Plaintiff's evidence, however, does not support the allegations of the Restated Complaint. Plaintiff relies upon the deposition testimony of himself and Executive Director of the PSCSC, Gary Walsh, to support his claim. A review of this testimony, however, only demonstrates that there is no genuine issue of material fact.
First of all, there is no evidence that Duke made an offer as alleged by the Plaintiff. Plaintiff's claim rests exclusively on his report of various communications he had with PSCSC Commissioner Randy Mitchell and Walsh, between October 23, 2002 and November 19, 2002, that he claims referenced non-specific hearsay reports of "settlement" activity between the PSCSC and Duke. (Stone Dep. p. 83). Stone's account indicates nothing more that an assurance by Commissioner Mitchell that a deal with Duke "was being worked on," or "was progressing." Id. at 44-45, 90. He alleges that Mitchell told him that he and the other Commissioners were working with representatives of Duke to get a severance agreement for the plaintiff, that $2.5 million "was the amount that had been discussed . . ." Id. at 89-90, 109-110. Stone admitted in his deposition, however, that he was never told by Mitchell or anyone else that Duke had "offered" any specific terms of a severance agreement. Id. at 94. He also admitted that he was never told that the $2.5 million figure had come from Duke, and that no agent of Duke ever discussed the terms of any such agreement with him. Id. at 103, 119, 122. Plaintiff also admits that no tentative or final agreement was provided to him, and there was no writing memorializing the alleged terms. Id. at 46, 84-86, 95, 97, 125. Plaintiff further reported to Walsh that Duke's lawyer had specifically informed Plaintiff's lawyer that Duke had not made any such offer.
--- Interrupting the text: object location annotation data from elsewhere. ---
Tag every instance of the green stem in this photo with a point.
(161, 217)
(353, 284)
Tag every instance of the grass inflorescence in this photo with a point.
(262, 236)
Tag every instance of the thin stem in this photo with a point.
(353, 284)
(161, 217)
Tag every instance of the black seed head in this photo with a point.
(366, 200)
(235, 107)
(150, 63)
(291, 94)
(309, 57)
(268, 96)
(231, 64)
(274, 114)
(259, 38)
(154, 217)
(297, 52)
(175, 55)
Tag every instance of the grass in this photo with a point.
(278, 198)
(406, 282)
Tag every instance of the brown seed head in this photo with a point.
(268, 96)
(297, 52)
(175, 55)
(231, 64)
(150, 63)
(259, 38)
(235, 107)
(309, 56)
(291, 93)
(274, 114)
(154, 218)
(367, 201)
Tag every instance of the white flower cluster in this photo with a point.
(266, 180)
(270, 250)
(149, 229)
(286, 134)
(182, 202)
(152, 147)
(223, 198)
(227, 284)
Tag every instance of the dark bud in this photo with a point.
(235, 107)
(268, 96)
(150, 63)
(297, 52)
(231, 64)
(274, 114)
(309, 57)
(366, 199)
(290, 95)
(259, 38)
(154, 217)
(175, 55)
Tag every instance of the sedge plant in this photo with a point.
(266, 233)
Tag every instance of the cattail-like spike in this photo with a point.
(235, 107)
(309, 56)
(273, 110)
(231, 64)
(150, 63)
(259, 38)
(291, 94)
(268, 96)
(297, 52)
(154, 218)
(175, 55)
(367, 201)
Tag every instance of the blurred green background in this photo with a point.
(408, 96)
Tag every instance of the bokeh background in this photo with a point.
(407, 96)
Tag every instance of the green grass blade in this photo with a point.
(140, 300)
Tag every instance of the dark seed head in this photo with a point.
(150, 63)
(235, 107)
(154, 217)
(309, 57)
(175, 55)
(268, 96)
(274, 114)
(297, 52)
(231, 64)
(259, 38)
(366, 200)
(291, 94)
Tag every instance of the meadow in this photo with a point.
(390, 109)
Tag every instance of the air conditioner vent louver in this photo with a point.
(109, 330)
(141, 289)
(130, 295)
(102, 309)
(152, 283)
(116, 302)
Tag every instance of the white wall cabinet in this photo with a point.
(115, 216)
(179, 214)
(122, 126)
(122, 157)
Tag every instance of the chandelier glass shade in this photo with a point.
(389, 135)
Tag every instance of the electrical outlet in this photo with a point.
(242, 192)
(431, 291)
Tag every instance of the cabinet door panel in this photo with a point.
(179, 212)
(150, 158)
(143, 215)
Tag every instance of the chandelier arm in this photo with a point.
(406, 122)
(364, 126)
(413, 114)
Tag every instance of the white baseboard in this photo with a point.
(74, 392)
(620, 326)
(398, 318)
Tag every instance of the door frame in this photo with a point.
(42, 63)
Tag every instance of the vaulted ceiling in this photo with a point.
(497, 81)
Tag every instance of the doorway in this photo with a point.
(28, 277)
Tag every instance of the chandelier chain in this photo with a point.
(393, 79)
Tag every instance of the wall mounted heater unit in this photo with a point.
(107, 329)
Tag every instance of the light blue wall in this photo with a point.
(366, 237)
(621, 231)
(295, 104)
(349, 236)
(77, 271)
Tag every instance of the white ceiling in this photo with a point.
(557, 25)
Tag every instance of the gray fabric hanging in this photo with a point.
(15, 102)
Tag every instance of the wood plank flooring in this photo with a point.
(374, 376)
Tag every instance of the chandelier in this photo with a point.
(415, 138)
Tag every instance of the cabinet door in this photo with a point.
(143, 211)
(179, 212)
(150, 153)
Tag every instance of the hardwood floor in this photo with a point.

Walsh testified that he never discussed the terms of any agreement with Duke, and that he had no personal knowledge that Duke ever offered to resolve a dispute with Stone on the terms Stone alleges. (Walsh Dep. pp. 28-29, 40, 51, 56). Moreover, Stone's own email messages demonstrate that Duke never conveyed an offer of the terms he claims, and that he had no basis for believing it had. For example, on October 30, 2002, Stone sent an email message to Walsh and Mitchell. He began by relating his understanding of a telephone call between the Defendants' in-house counsel, Bob Bisinar, and his attorney, Gerry Bos. The Plaintiff wrote:
Bisanar said he has talked w/both [Duke Power President] Bill Coley and Bill Austin, and their position was there had been no discussions about any settlement agreement, and that in fact Duke's position had not changed from where discussions b/t Gerry (on my behalf) and Bob Bisinar (on Duke's behalf) ended up in July, 2002, and that was that I remain in my present position, period. . . .
. . .
The fact that they have not been willing to reduce some sort of an agreement to writing to get the ball rolling, supports the fact that they were not serious about this to begin with.
Plaintiff's evidence simply does not support his allegations that he and Duke agreed upon the material terms of any agreement. Although Plaintiff attempts to argue that the contract was implied-in-fact, it is clear that there must be proof of mutual assent and valid consideration regardless of whether the contract is express or implied. See Storms 775 F. Supp. at 866. There is no competent evidence that Duke, or any authorized agent of Duke, said or did anything that could be construed as manifesting assent or an intention to be bound by an agreement with Stone. Accordingly,
IT IS THEREFORE ORDERED that Defendants' Motion for Summary Judgment is hereby GRANTED.